In this case mpi_task() is a stub for an arbitrary task None -> str. To run this on a cluster you have to provide a resource definition. Using the Tierkreis functionality, you would use JobSpec in conjunction with ResourceSpec

def pbs_spec() -> JobSpec:
    return JobSpec(
        job_name="test_job",
        account="pbsuser",
        command=("/home/pbsuser/.local/bin/uv run /mpi_worker/main.py"),
        resource=ResourceSpec(nodes=2, memory_gb=None, gpus_per_node=None),
        walltime="00:15:00",
        mpi=MpiSpec(max_proc_per_node=1),
        extra_scheduler_args={"-l place=scatter": None},
    )

in conjunction with a specific executor:

executor = PBSExecutor(
    spec=pbs_spec(),
    registry_path=None,
    logs_path=storage.logs_path,
    command="qsub",
)

In principle, you can use the same specification for the PSIJExecutor.

Important

tierkreis.JobSpec and psij.JobSpec are not congruent. For more information see the caveats

executor = PSIJExecutor(
    spec=pbs_spec(),
    launchers_path=None,
    logs_path=storage.logs_path,
    psij_executor="pbs",
)

Here the psij_executor argument will be forwarded to a psij.JobExecutor without validation.

Converting between jobs

Inside Tierkreis, we canonically use the tierkreis.JobSpec so in isolation you would not need the psij.JobSpec. Still there are two conversion functions:

They try to match the arguments as closely as possible, but they are not inverse psij_to_spec(spec_to_psij(X)) != X especiilly when extra_scheduler_args or psij.JobAttributes.custom_args are set.

Caveats

For most arguments psij.JobSpec and tierkreis.JobSpec and their respective executors overlap. Here we list the known cases where they are not congruent:

Executors

The main difference is:

  • Tierkreis uses scheduler specific executor classes

  • You cannot provide a path to the scheduler command binary for psij. The command has to be in $PATH.
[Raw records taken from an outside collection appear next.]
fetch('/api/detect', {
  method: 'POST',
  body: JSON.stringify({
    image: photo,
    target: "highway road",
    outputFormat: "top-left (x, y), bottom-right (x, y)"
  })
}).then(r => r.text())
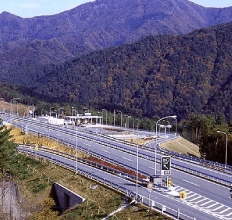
top-left (19, 147), bottom-right (223, 220)
top-left (1, 114), bottom-right (232, 219)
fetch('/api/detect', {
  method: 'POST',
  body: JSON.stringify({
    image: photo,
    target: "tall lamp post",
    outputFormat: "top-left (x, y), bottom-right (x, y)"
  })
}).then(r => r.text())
top-left (0, 98), bottom-right (5, 112)
top-left (118, 111), bottom-right (122, 127)
top-left (126, 115), bottom-right (131, 129)
top-left (102, 109), bottom-right (107, 125)
top-left (155, 115), bottom-right (177, 175)
top-left (217, 131), bottom-right (228, 165)
top-left (10, 98), bottom-right (20, 114)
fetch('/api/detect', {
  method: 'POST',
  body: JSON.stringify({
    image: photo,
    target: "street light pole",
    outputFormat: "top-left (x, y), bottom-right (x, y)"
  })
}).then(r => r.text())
top-left (10, 98), bottom-right (20, 113)
top-left (102, 109), bottom-right (107, 125)
top-left (217, 131), bottom-right (228, 165)
top-left (118, 111), bottom-right (122, 127)
top-left (155, 115), bottom-right (177, 175)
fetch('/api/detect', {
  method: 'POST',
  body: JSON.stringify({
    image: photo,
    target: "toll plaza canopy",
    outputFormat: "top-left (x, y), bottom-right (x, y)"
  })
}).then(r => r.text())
top-left (66, 113), bottom-right (103, 125)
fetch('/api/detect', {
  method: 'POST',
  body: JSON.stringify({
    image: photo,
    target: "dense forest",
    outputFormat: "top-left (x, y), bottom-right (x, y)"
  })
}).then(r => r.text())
top-left (0, 0), bottom-right (232, 86)
top-left (18, 23), bottom-right (232, 121)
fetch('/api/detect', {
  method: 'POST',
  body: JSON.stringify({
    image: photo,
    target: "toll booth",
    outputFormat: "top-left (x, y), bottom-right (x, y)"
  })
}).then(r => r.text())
top-left (150, 175), bottom-right (162, 186)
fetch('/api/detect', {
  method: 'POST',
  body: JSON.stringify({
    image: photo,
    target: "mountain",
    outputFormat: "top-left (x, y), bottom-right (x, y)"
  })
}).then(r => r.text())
top-left (0, 0), bottom-right (232, 86)
top-left (24, 23), bottom-right (232, 120)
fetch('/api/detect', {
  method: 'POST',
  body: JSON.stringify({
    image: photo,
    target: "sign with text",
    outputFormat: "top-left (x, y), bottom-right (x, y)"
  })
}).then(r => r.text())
top-left (161, 156), bottom-right (171, 175)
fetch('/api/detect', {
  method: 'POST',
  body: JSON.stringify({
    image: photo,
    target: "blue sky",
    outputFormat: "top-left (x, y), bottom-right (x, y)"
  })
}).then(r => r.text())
top-left (0, 0), bottom-right (232, 18)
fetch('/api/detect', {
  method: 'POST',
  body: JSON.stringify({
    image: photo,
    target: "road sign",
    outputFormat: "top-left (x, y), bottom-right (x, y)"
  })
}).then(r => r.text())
top-left (161, 156), bottom-right (171, 175)
top-left (147, 183), bottom-right (153, 190)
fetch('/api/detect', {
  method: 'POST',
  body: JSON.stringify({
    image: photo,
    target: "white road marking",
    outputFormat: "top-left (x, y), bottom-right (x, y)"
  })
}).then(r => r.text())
top-left (195, 198), bottom-right (208, 203)
top-left (123, 157), bottom-right (133, 161)
top-left (183, 180), bottom-right (199, 186)
top-left (187, 193), bottom-right (196, 199)
top-left (219, 208), bottom-right (231, 214)
top-left (149, 167), bottom-right (159, 171)
top-left (200, 200), bottom-right (212, 206)
top-left (206, 202), bottom-right (219, 209)
top-left (187, 195), bottom-right (202, 202)
top-left (213, 205), bottom-right (225, 212)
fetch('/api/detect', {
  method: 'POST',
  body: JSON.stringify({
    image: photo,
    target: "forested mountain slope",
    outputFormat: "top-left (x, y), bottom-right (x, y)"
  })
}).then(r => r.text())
top-left (0, 0), bottom-right (232, 85)
top-left (30, 23), bottom-right (232, 120)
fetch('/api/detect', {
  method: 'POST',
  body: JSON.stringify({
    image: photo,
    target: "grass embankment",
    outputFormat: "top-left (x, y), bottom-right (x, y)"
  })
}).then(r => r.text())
top-left (20, 157), bottom-right (169, 220)
top-left (161, 137), bottom-right (200, 157)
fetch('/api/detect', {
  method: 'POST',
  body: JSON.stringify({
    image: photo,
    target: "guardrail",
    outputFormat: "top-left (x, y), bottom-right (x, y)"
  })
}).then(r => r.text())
top-left (21, 146), bottom-right (196, 220)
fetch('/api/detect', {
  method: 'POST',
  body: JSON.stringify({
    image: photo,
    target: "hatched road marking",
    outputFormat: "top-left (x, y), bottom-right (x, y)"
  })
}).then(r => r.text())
top-left (169, 186), bottom-right (232, 220)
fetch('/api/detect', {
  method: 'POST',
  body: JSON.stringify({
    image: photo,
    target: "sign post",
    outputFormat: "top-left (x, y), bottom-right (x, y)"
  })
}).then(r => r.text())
top-left (161, 156), bottom-right (171, 175)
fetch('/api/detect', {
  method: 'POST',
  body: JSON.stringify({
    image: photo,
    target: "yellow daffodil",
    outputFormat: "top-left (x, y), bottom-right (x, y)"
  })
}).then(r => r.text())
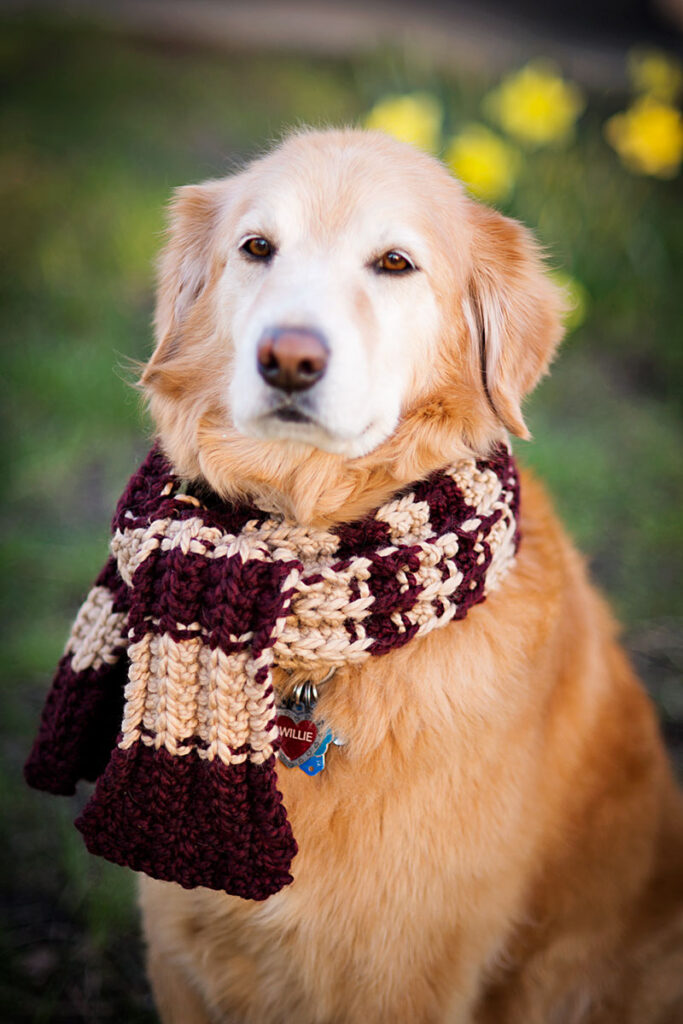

  • The launchers_path argument has no effect on the PSIJExecutor. We reommend using fully qualified paths for commands, e.g. /home/pbsuser/.local/bin/uv run /mpi_worker/main.py (for running on the compute nodes).

  • psij uses an internal script to launch jobs, this can cause jobs to not launch identically to corresponding tierkreis executors

Specs

  • Tierkreis uses memory in Gb, psij in b (covered by the conversion)

  • psij doesn’t support containerizaiton

  • psijuses mpirun as a launcher and automatically adds placement; Tierkreis uses mpiexec users need to add placement as an additional argument

  • extra_scheduler_args are mostly incompatible with psij.JobAttributes.custom_args. Conversion will do a best effor job but can’t account for renaming.